Ce fut une année de transition, avec la fin du déploiement du plan France relance, la dernière année du quinquennat et le changement d'exécutif ; ce fut aussi une année de continuité, car certaines priorités sont restées inchangées, notamment celles consistant à protéger les plus fragiles, à favoriser l'émancipation des habitants des quartiers populaires et, plus généralement, à loger tous les Français, à chaque étape de leur parcours résidentiel, en construisant tous types de logement, là où sont les besoins, et en rénovant le parc pour l'adapter aux transitions écologique et démographique.
En ce qui concerne l'hébergement et la protection des plus fragiles, financés par le programme 177, la lutte que mène l'État contre le sans-abrisme connaît des résultats tangibles depuis 2017 : grâce à la rupture qu'a constituée l'introduction du principe du « logement d'abord » dans la conduite de cette politique publique, plus de 440 000 personnes sans domicile ont accédé à un logement. Je souhaite que nous amplifiions ce résultat à travers un plan « logement d'abord 2 », que je présenterai dans quelques mois. Nous nous inscrivons dans la continuité de la dynamique engagée avec le premier plan : 27 millions d'euros supplémentaires ont été consacrés à la création de places en pensions de famille et en intermédiation locative.

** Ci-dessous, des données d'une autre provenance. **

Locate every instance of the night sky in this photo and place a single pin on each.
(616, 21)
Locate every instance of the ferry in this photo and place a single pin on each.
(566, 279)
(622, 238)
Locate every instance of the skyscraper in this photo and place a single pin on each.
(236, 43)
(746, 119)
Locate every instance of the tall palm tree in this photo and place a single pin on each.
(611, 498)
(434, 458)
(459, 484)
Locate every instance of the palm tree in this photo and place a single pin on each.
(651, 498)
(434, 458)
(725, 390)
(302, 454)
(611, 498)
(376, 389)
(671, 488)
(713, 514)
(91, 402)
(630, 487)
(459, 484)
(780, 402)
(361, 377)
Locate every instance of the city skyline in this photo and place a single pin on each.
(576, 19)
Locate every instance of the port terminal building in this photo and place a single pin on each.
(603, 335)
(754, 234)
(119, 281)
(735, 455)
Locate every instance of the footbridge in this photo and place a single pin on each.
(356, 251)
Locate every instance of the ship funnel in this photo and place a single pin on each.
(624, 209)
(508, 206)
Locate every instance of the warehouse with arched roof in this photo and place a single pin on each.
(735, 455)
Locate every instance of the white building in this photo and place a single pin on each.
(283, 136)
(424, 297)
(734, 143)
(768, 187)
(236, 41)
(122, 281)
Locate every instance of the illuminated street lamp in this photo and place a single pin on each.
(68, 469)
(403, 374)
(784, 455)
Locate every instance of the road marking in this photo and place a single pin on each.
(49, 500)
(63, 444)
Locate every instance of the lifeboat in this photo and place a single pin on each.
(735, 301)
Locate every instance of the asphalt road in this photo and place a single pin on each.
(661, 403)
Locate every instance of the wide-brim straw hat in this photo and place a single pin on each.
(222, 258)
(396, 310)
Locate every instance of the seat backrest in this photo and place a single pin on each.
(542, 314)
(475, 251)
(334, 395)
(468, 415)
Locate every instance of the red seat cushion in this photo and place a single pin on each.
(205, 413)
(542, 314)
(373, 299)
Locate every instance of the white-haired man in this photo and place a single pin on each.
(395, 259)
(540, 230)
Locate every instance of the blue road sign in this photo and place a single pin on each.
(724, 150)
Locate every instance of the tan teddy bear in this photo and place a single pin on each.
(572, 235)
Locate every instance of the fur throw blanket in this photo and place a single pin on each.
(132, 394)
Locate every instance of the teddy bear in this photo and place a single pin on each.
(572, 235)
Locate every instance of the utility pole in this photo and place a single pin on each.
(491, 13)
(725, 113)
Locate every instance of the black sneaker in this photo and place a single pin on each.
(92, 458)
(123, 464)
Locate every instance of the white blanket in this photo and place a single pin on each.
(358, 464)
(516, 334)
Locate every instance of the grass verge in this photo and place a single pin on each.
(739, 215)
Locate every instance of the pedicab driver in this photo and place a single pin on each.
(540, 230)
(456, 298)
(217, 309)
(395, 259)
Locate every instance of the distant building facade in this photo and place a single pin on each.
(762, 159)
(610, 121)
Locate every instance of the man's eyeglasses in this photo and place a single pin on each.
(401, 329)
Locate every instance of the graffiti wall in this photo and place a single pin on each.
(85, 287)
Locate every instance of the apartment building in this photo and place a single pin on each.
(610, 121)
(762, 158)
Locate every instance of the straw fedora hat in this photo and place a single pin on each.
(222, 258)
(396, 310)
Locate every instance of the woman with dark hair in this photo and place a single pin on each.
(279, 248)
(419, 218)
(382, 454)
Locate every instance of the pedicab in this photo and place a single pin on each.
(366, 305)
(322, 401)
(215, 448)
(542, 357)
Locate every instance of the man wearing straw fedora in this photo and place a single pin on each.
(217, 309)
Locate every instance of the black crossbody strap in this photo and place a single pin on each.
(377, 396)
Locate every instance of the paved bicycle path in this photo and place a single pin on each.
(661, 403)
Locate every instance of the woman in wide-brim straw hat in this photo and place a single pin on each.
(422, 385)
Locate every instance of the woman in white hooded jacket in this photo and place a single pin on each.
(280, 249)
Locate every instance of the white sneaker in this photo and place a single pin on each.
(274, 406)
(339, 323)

Pour accompagner ces changements de grande ampleur, le pilotage stratégique et budgétaire de cette politique publique a évolué en 2022 : la gouvernance centrale est désormais unifiée autour de la délégation interministérielle à l'hébergement et à l'accès au logement (Dihal), responsable du programme 177, et le service public de la rue au logement a été lancé. Comme l'a fait la Cour des comptes dans sa note d'exécution budgétaire, je salue l'effort de pilotage budgétaire entrepris par la Dihal. Cet effort se poursuit, dans un objectif de performance sociale.

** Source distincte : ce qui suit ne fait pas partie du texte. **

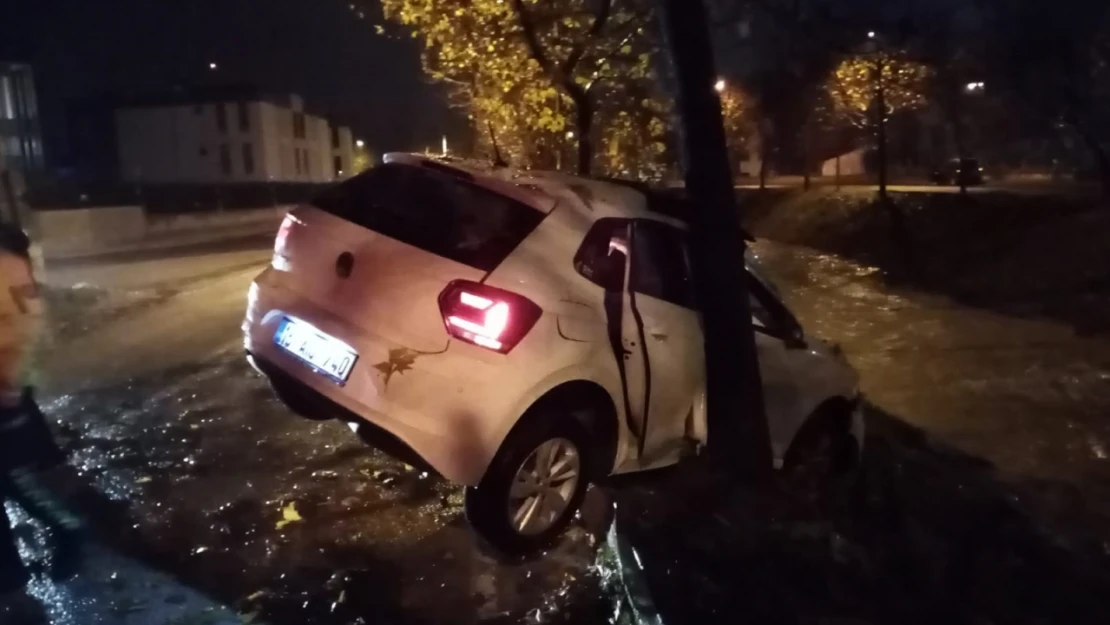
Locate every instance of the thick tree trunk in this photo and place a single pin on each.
(737, 422)
(1101, 160)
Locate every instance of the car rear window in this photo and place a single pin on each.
(437, 212)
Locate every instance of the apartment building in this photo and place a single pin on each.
(226, 135)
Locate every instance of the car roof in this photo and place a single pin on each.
(545, 190)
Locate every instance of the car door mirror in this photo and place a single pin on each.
(795, 339)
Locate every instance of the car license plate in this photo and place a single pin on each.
(323, 353)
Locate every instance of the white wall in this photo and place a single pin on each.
(345, 151)
(184, 143)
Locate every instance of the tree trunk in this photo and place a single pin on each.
(763, 159)
(805, 157)
(584, 125)
(1101, 159)
(880, 104)
(737, 422)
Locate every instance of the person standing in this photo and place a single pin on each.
(27, 446)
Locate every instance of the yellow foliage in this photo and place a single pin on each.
(857, 81)
(477, 49)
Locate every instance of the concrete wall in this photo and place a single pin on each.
(187, 143)
(103, 230)
(851, 163)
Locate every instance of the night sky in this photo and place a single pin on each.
(315, 48)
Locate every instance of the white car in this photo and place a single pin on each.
(521, 333)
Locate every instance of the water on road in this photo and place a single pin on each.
(982, 496)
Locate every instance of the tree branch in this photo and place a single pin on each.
(599, 20)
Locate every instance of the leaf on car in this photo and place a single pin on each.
(289, 514)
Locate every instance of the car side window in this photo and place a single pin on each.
(772, 316)
(661, 265)
(604, 253)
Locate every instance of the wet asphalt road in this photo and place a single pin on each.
(982, 497)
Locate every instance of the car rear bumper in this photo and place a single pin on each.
(439, 406)
(454, 459)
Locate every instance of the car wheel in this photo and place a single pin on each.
(534, 485)
(823, 450)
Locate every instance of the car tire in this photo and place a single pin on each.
(824, 450)
(536, 457)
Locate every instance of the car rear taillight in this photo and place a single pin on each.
(286, 227)
(487, 316)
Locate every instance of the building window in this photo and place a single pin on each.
(244, 117)
(7, 107)
(225, 160)
(248, 159)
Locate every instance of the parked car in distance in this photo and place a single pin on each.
(521, 333)
(966, 172)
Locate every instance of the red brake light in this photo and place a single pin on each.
(487, 316)
(286, 227)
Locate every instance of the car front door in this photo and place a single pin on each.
(663, 308)
(603, 259)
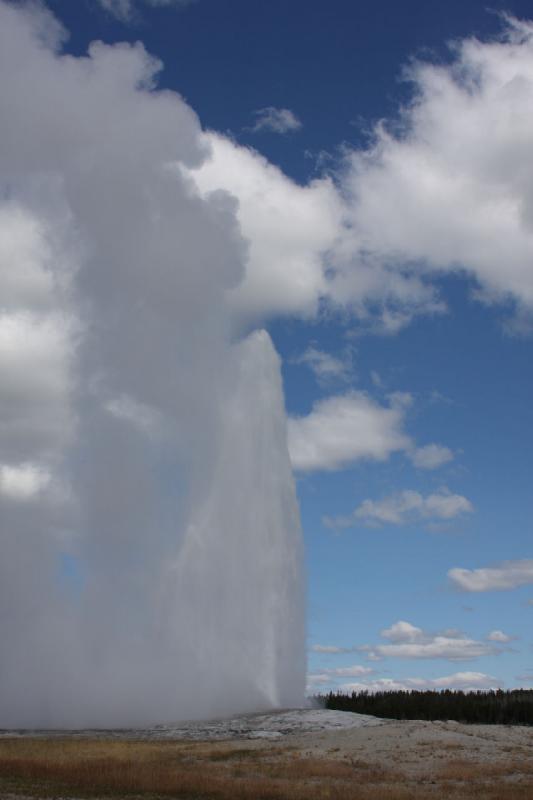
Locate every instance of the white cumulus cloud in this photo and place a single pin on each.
(452, 190)
(276, 120)
(408, 641)
(125, 10)
(507, 575)
(431, 456)
(405, 507)
(466, 681)
(325, 367)
(346, 428)
(499, 636)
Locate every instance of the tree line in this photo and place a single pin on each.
(496, 707)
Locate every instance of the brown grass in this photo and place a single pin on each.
(85, 768)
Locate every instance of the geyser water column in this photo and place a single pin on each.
(238, 578)
(138, 443)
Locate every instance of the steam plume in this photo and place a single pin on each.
(151, 556)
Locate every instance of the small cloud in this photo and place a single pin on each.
(403, 631)
(507, 575)
(325, 367)
(376, 379)
(404, 508)
(499, 636)
(23, 482)
(326, 648)
(467, 681)
(407, 641)
(431, 456)
(346, 428)
(276, 120)
(127, 10)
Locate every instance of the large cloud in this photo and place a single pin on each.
(289, 229)
(447, 189)
(405, 507)
(405, 640)
(453, 190)
(507, 575)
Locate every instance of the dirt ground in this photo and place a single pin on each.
(372, 760)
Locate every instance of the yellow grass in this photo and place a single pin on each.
(85, 768)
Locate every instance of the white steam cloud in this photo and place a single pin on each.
(151, 547)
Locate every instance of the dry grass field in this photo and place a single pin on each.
(395, 761)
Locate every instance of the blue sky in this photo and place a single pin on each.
(408, 380)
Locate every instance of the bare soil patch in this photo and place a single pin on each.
(390, 761)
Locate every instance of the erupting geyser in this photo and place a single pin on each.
(151, 548)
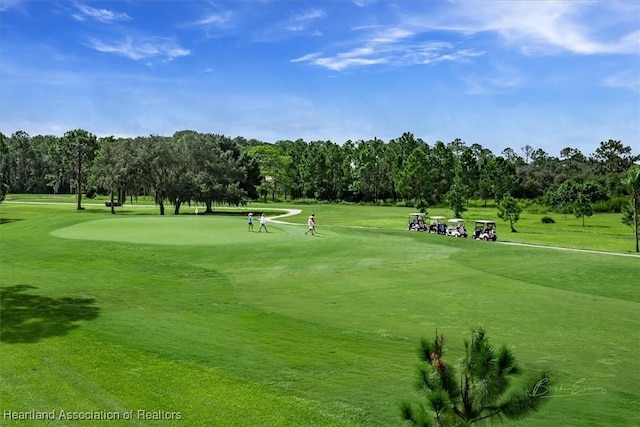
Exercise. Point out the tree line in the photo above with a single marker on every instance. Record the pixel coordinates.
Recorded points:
(207, 168)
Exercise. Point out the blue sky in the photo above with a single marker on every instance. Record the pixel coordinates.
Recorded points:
(498, 73)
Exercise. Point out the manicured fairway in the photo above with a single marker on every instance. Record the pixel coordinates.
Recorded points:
(196, 316)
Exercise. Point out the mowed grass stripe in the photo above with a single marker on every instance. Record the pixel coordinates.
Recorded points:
(326, 327)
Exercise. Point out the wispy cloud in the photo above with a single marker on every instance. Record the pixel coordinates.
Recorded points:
(213, 19)
(137, 49)
(393, 46)
(300, 20)
(541, 27)
(101, 15)
(8, 4)
(363, 3)
(628, 79)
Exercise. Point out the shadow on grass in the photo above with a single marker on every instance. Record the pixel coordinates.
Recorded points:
(8, 220)
(29, 318)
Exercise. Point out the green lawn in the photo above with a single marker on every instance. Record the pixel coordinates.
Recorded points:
(196, 316)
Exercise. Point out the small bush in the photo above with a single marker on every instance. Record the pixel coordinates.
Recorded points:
(614, 205)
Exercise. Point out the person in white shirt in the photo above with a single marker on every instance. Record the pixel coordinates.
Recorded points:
(263, 224)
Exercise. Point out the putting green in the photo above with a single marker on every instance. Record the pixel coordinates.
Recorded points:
(178, 230)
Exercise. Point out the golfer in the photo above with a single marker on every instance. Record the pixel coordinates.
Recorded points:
(312, 226)
(263, 224)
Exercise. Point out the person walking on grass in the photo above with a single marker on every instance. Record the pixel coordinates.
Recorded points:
(263, 224)
(250, 221)
(312, 226)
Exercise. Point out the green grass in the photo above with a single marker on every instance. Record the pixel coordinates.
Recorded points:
(198, 316)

L'année 2022 a ainsi été marquée par l'engagement de transformations structurelles. De nouveaux outils de suivi et de pilotage ont été déployés, de manière à mieux maîtriser l'exécution du programme et anticiper les besoins. La détermination de cibles du parc d'hébergement, assortie d'une visibilité plus précoce s'agissant des crédits disponibles pour chaque région, a permis d'optimiser la gestion. En particulier, il n'y a pas eu d'ouvertures de crédits en fin de gestion et les chiffres retracent une baisse du coût unitaire par place entre 2021 et 2022, sans que la qualité de l'accompagnement faiblisse.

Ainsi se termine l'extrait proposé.